You are right, I toned down the language, I got a bit overexcited, and I missed the difference in the versions of GPT-4. And LMSYS is a subjective benchmark for what users prefer, which I'm sure has weird inherent biases.

It's just that any signal of an 3.8B model being anywhere in the vicinity of GPT-4 is huge.

moralestapia · 2024-04-23T03:39:11.000000Z

Yeah, GPT3.5, in a phone, at ~1,000 tokens/sec ... nice!

mlyle · 2024-04-23T04:05:10.000000Z

> at ~1,000 tokens/sec

12 tokens per second.

moralestapia · 2024-04-23T11:53:42.000000Z

Whoops, made the same mistake as @ignoramous :P

zone411 · 2024-04-23T03:51:10.000000Z

> So we now have an open-source LLM approximately equivalent in quality to GPT-4 that can run on phones?

No, we don't. LMsys is just one, very flawed benchmark.

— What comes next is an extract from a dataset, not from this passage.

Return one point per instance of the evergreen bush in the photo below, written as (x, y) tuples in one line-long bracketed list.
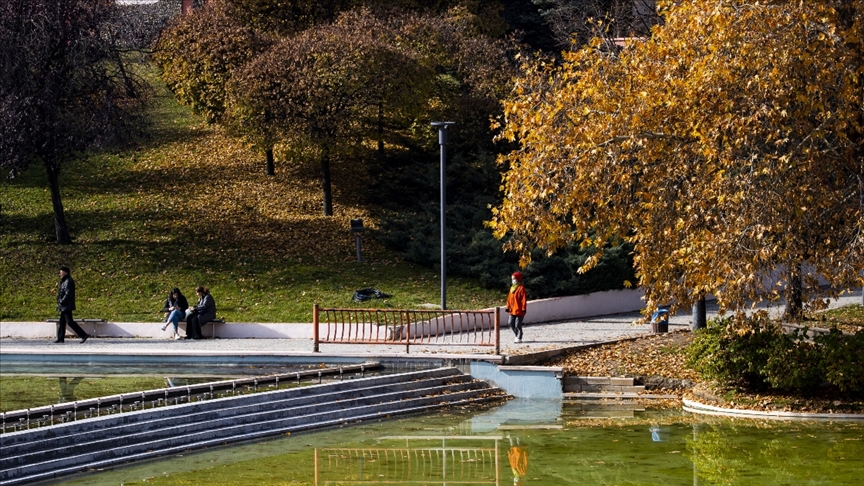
[(754, 353)]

ukuina · 2024-04-23T04:24:46.000000Z

Why is LMsys flawed?

Many people treat LMsys as gospel because it's the only large-scale, up-to-date qualitative benchmark. All the numeric benchmarks seem to miss real-world applicability.

oersted · 2024-04-23T03:53:03.000000Z

Agreed, but it's wild that even one benchmark shows this. Based on what we knew just a few months ago, these models should be so far from each other in every benchmark.

infecto · 2024-04-23T11:57:01.000000Z

"But still"? Lets be realistic, all of these benchmark scores are absolute garbage. Yes, the open source community is making great strides, they are getting closer but the gap is still wide when comparing to commercially available models.